MUMBAI: Hawkish statements from the US central bank chief on Wednesday night led to a global sell-off in stocks that also weighed on investor sentiment on Dalal Street. Sensex opened weak, remained in the red through the session and closed 964 points down at 79,218 points.
This was the first time since Nov 29 that the index closed below the psychologically important 80K mark, BSE data showed. In the last four sessions the sensex has lost a little over 2,900 points, translating to 3.6%.
On the NSE, the nifty too followed a similar path and closed 247 points lower at 23,952 points. This was nifty’s first close below the 24K mark since Nov 28, NSE data showed. In Thursday’s session selling was across the board with foreign funds again leading. At close, net selling by foreign portfolio investors (FPIs) was Rs 4,225 crore. In comparison, domestic funds were net buyers at Rs 3,943 crore, data from BSE showed.

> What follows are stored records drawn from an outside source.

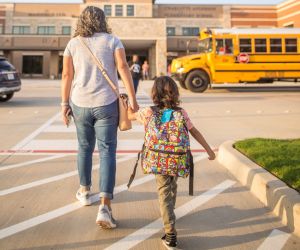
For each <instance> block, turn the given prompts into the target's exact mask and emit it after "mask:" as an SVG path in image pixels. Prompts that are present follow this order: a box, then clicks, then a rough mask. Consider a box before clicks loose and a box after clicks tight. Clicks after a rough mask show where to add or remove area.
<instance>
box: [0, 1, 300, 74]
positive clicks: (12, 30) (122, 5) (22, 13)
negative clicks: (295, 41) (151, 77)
mask: <svg viewBox="0 0 300 250" xmlns="http://www.w3.org/2000/svg"><path fill="white" fill-rule="evenodd" d="M29 2H30V0H29ZM77 2H78V1H77ZM207 2H208V3H209V1H207ZM88 5H94V6H99V7H100V8H102V9H103V10H104V11H105V13H106V15H107V17H108V22H109V26H110V28H111V29H112V31H113V33H114V34H116V35H117V36H118V37H120V39H121V40H122V42H123V44H124V46H125V48H126V52H127V56H128V59H129V57H131V56H132V55H133V54H138V55H139V56H140V59H141V61H143V60H146V59H147V60H148V61H149V64H150V74H151V77H154V76H156V75H160V74H164V73H166V70H167V64H168V63H170V61H171V60H172V58H174V57H178V56H182V55H185V54H186V53H193V52H196V51H197V36H198V34H199V31H200V30H201V29H203V28H207V27H209V28H233V27H235V28H243V27H247V28H249V27H262V28H266V27H268V28H274V27H291V28H292V27H300V1H298V0H287V1H284V2H283V3H281V4H279V5H268V6H261V5H260V6H255V5H249V6H248V5H247V6H246V5H211V4H205V5H203V4H198V5H179V4H157V3H155V1H154V0H103V1H101V0H85V1H84V0H82V1H81V2H79V3H75V2H74V3H71V4H70V3H68V4H66V3H60V4H51V3H48V4H47V3H43V4H34V3H7V4H0V55H4V56H5V57H7V58H8V59H9V60H10V61H11V62H12V63H13V64H14V65H15V67H16V68H17V69H18V71H19V72H20V73H21V74H22V76H23V77H42V78H59V77H60V74H61V70H62V55H63V51H64V48H65V46H66V44H67V42H68V41H69V40H70V38H71V37H72V34H73V33H74V29H75V27H76V21H77V18H78V16H79V15H80V13H81V11H82V10H83V9H84V8H85V7H86V6H88Z"/></svg>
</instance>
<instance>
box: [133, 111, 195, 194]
mask: <svg viewBox="0 0 300 250" xmlns="http://www.w3.org/2000/svg"><path fill="white" fill-rule="evenodd" d="M151 109H152V112H153V113H152V115H151V117H150V118H149V121H148V124H147V126H146V133H145V138H144V145H143V148H142V151H141V152H140V153H139V155H138V159H137V162H136V165H135V168H134V171H133V174H132V176H131V178H130V181H129V183H128V187H129V186H130V184H131V182H132V181H133V179H134V176H135V173H136V168H137V165H138V161H139V158H140V157H141V159H142V160H141V163H142V164H141V165H142V169H143V172H144V174H160V175H170V176H178V177H183V178H186V177H187V176H189V174H191V175H192V174H193V173H192V171H193V170H192V167H193V157H192V154H191V150H190V140H189V131H188V128H187V125H186V122H185V118H184V115H183V113H182V109H180V108H177V109H175V110H171V109H168V110H161V109H159V108H158V107H151ZM190 177H193V176H190ZM190 180H191V179H190ZM190 186H191V183H190ZM190 191H191V190H190Z"/></svg>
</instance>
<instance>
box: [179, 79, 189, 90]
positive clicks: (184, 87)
mask: <svg viewBox="0 0 300 250" xmlns="http://www.w3.org/2000/svg"><path fill="white" fill-rule="evenodd" d="M179 85H180V87H181V88H183V89H187V87H186V86H185V83H184V81H179Z"/></svg>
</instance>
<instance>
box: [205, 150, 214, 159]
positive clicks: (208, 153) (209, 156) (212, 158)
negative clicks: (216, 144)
mask: <svg viewBox="0 0 300 250" xmlns="http://www.w3.org/2000/svg"><path fill="white" fill-rule="evenodd" d="M207 153H208V159H209V160H210V161H213V160H214V159H216V154H215V152H214V151H212V150H210V151H209V152H207Z"/></svg>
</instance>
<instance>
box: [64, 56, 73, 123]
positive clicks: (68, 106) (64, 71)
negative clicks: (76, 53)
mask: <svg viewBox="0 0 300 250" xmlns="http://www.w3.org/2000/svg"><path fill="white" fill-rule="evenodd" d="M73 77H74V67H73V60H72V57H70V56H64V58H63V72H62V82H61V108H62V116H63V117H62V118H63V122H64V124H65V125H67V126H68V125H69V119H68V116H69V115H70V113H71V108H70V106H69V99H70V92H71V86H72V81H73Z"/></svg>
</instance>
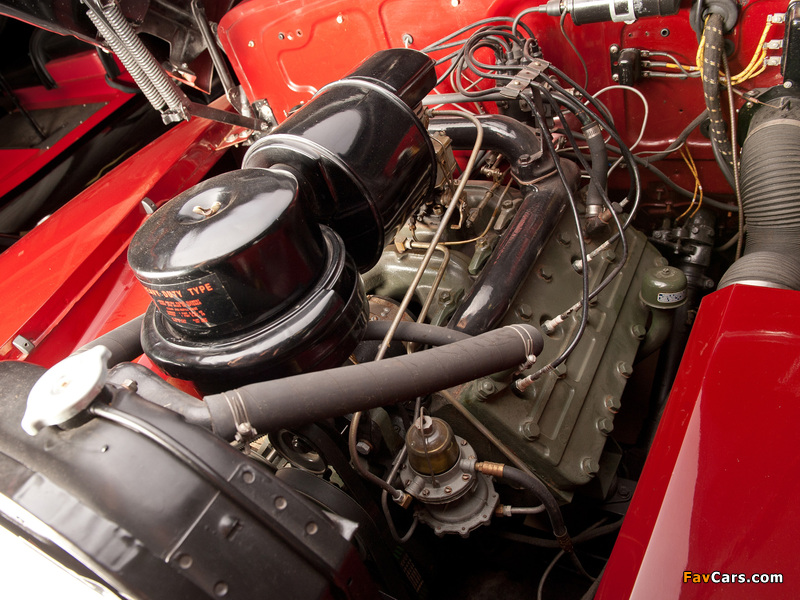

According to Prashanth Tapse, Senior VP (Research), Mehta Equities, domestic markets tanked tracking negative global cues as benchmark indices slipped below their psychological levels. There was broad-based selling as the US Fed’s hawkish stance raised concerns over further rate cuts next year. “Rising US bond yields have pushed global currencies, including the rupee to new lows while renewed foreign fund outflows from domestic equities could prompt investors to turn risk averse,” he said.
So far in the month, foreign funds are still a net buyer. But this came mainly on the back of their investments in IPOs, market players said. Combined data from NSDL and BSE showed that in Dec, FPIs were net buyers at about Rs 18,350 crore. The day’s slide left investors poorer by Rs 3.8 lakh crore with BSE’s market capitalisation now at nearly Rs 458 lakh crore.
During the session, of the 30 sensex stocks, 27 closed in the red. ICICI Bank, Reliance and HDFC Bank contributed the most to the day’s loss.